Last night, a woman stopped her
car in the middle of the street to talk to me.
I was walking home on Pasong Tamo, lost in thought, when I heard a car stop and a voice calling out, “Where’s Guijo, can you help me?
” I looked up to see a white
car, and bending forward from the driver’s seat, a woman , her hair silhouetted
by the soft glow of the city lights, asking for direction. “It’s somewhere there,” I said, waving my
hand to where she just came from. For although I can’t tell exactly the exact
location of the street she was looking for,
I was pretty sure it was not where she was headed.

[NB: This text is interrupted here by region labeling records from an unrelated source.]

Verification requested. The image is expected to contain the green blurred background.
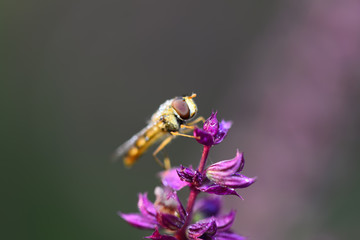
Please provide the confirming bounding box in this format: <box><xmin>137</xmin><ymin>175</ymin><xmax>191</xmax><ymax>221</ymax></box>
<box><xmin>0</xmin><ymin>0</ymin><xmax>360</xmax><ymax>240</ymax></box>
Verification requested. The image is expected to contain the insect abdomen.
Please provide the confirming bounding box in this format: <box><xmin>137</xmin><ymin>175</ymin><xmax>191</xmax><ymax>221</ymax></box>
<box><xmin>124</xmin><ymin>125</ymin><xmax>165</xmax><ymax>167</ymax></box>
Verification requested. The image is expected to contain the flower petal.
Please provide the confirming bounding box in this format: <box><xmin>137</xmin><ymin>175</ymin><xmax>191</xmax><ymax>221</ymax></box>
<box><xmin>118</xmin><ymin>212</ymin><xmax>157</xmax><ymax>229</ymax></box>
<box><xmin>156</xmin><ymin>212</ymin><xmax>184</xmax><ymax>230</ymax></box>
<box><xmin>160</xmin><ymin>168</ymin><xmax>188</xmax><ymax>191</ymax></box>
<box><xmin>138</xmin><ymin>193</ymin><xmax>156</xmax><ymax>219</ymax></box>
<box><xmin>203</xmin><ymin>112</ymin><xmax>219</xmax><ymax>136</ymax></box>
<box><xmin>212</xmin><ymin>174</ymin><xmax>256</xmax><ymax>188</ymax></box>
<box><xmin>194</xmin><ymin>127</ymin><xmax>214</xmax><ymax>146</ymax></box>
<box><xmin>176</xmin><ymin>165</ymin><xmax>195</xmax><ymax>183</ymax></box>
<box><xmin>194</xmin><ymin>195</ymin><xmax>221</xmax><ymax>218</ymax></box>
<box><xmin>215</xmin><ymin>232</ymin><xmax>247</xmax><ymax>240</ymax></box>
<box><xmin>145</xmin><ymin>228</ymin><xmax>176</xmax><ymax>240</ymax></box>
<box><xmin>187</xmin><ymin>217</ymin><xmax>217</xmax><ymax>239</ymax></box>
<box><xmin>206</xmin><ymin>150</ymin><xmax>245</xmax><ymax>180</ymax></box>
<box><xmin>216</xmin><ymin>211</ymin><xmax>236</xmax><ymax>232</ymax></box>
<box><xmin>214</xmin><ymin>120</ymin><xmax>232</xmax><ymax>144</ymax></box>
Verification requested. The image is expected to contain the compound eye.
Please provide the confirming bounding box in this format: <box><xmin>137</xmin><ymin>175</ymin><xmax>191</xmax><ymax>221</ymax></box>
<box><xmin>171</xmin><ymin>98</ymin><xmax>190</xmax><ymax>120</ymax></box>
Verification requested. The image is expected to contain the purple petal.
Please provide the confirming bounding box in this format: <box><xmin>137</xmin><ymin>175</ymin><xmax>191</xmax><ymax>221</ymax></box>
<box><xmin>215</xmin><ymin>232</ymin><xmax>247</xmax><ymax>240</ymax></box>
<box><xmin>197</xmin><ymin>184</ymin><xmax>242</xmax><ymax>199</ymax></box>
<box><xmin>194</xmin><ymin>128</ymin><xmax>214</xmax><ymax>146</ymax></box>
<box><xmin>175</xmin><ymin>165</ymin><xmax>195</xmax><ymax>183</ymax></box>
<box><xmin>206</xmin><ymin>150</ymin><xmax>245</xmax><ymax>180</ymax></box>
<box><xmin>194</xmin><ymin>195</ymin><xmax>221</xmax><ymax>218</ymax></box>
<box><xmin>118</xmin><ymin>212</ymin><xmax>157</xmax><ymax>229</ymax></box>
<box><xmin>216</xmin><ymin>211</ymin><xmax>236</xmax><ymax>232</ymax></box>
<box><xmin>214</xmin><ymin>120</ymin><xmax>232</xmax><ymax>144</ymax></box>
<box><xmin>138</xmin><ymin>193</ymin><xmax>156</xmax><ymax>219</ymax></box>
<box><xmin>160</xmin><ymin>168</ymin><xmax>188</xmax><ymax>191</ymax></box>
<box><xmin>145</xmin><ymin>228</ymin><xmax>176</xmax><ymax>240</ymax></box>
<box><xmin>203</xmin><ymin>112</ymin><xmax>219</xmax><ymax>136</ymax></box>
<box><xmin>156</xmin><ymin>213</ymin><xmax>184</xmax><ymax>230</ymax></box>
<box><xmin>212</xmin><ymin>174</ymin><xmax>256</xmax><ymax>188</ymax></box>
<box><xmin>187</xmin><ymin>217</ymin><xmax>217</xmax><ymax>239</ymax></box>
<box><xmin>155</xmin><ymin>187</ymin><xmax>187</xmax><ymax>221</ymax></box>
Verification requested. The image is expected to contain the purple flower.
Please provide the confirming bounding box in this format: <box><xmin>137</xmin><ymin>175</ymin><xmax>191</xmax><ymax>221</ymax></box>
<box><xmin>198</xmin><ymin>150</ymin><xmax>256</xmax><ymax>197</ymax></box>
<box><xmin>187</xmin><ymin>211</ymin><xmax>246</xmax><ymax>240</ymax></box>
<box><xmin>145</xmin><ymin>228</ymin><xmax>177</xmax><ymax>240</ymax></box>
<box><xmin>162</xmin><ymin>150</ymin><xmax>256</xmax><ymax>198</ymax></box>
<box><xmin>118</xmin><ymin>193</ymin><xmax>157</xmax><ymax>229</ymax></box>
<box><xmin>194</xmin><ymin>112</ymin><xmax>232</xmax><ymax>146</ymax></box>
<box><xmin>119</xmin><ymin>187</ymin><xmax>187</xmax><ymax>230</ymax></box>
<box><xmin>193</xmin><ymin>195</ymin><xmax>221</xmax><ymax>220</ymax></box>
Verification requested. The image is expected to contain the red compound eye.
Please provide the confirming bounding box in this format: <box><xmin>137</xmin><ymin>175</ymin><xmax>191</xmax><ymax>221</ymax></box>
<box><xmin>171</xmin><ymin>98</ymin><xmax>190</xmax><ymax>120</ymax></box>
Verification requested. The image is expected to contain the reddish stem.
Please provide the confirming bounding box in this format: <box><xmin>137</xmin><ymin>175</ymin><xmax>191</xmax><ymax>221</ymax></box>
<box><xmin>176</xmin><ymin>146</ymin><xmax>210</xmax><ymax>240</ymax></box>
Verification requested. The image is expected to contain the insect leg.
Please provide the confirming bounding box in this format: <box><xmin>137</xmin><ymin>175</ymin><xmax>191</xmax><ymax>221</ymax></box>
<box><xmin>170</xmin><ymin>132</ymin><xmax>196</xmax><ymax>138</ymax></box>
<box><xmin>181</xmin><ymin>116</ymin><xmax>205</xmax><ymax>129</ymax></box>
<box><xmin>153</xmin><ymin>136</ymin><xmax>174</xmax><ymax>169</ymax></box>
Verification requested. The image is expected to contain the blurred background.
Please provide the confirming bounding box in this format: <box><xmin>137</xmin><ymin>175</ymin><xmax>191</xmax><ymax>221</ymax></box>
<box><xmin>0</xmin><ymin>0</ymin><xmax>360</xmax><ymax>240</ymax></box>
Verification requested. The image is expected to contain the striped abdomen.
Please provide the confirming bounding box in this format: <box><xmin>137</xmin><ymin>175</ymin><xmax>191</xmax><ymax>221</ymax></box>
<box><xmin>124</xmin><ymin>125</ymin><xmax>167</xmax><ymax>167</ymax></box>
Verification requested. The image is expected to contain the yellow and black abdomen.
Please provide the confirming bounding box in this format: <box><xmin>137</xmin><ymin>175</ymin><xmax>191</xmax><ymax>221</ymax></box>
<box><xmin>124</xmin><ymin>125</ymin><xmax>167</xmax><ymax>167</ymax></box>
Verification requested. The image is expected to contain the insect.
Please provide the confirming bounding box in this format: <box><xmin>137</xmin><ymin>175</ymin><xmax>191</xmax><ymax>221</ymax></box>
<box><xmin>113</xmin><ymin>93</ymin><xmax>204</xmax><ymax>169</ymax></box>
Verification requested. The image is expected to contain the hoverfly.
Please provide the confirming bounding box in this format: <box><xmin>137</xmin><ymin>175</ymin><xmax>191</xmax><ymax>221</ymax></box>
<box><xmin>113</xmin><ymin>93</ymin><xmax>204</xmax><ymax>169</ymax></box>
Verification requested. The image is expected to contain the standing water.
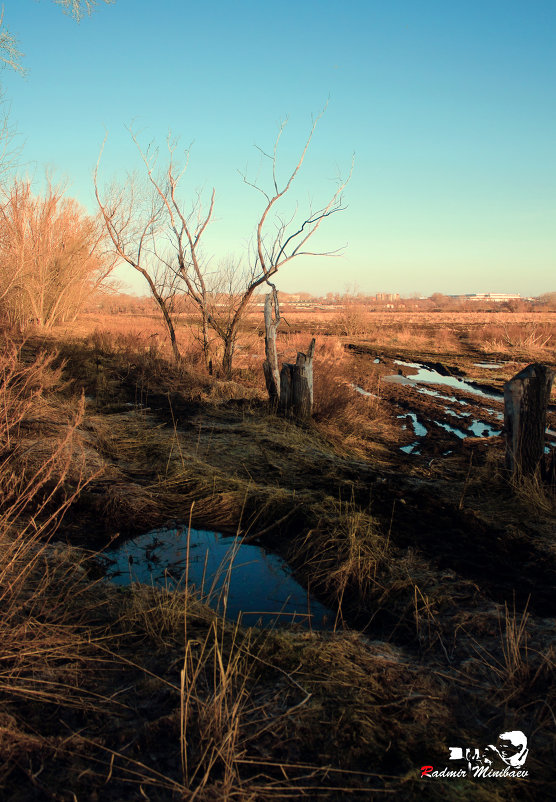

Have I gone past it? she asked
with a sigh. I nodded sympathetically.
“I think so.”
“How about Bagtikan?” the woman asked again. I threw her a glance which said I was as lost
as much as she was. “It’s one or two
blocks away, I think,” I said, gesturing again. “Though, I could not tell you
exactly where, it’s there.”
The encounter was brief and
noncommittal and yet it was for me a deep human connection. If you spend a large part of your day feeling
invisible, lost, to be asked for a direction and to have an answer that is
readily accepted would be enough to feel good. Getting lost is part of a life here; this is a city of lost people like me; a city of transients; a city where nothing stays the same, including its buildings.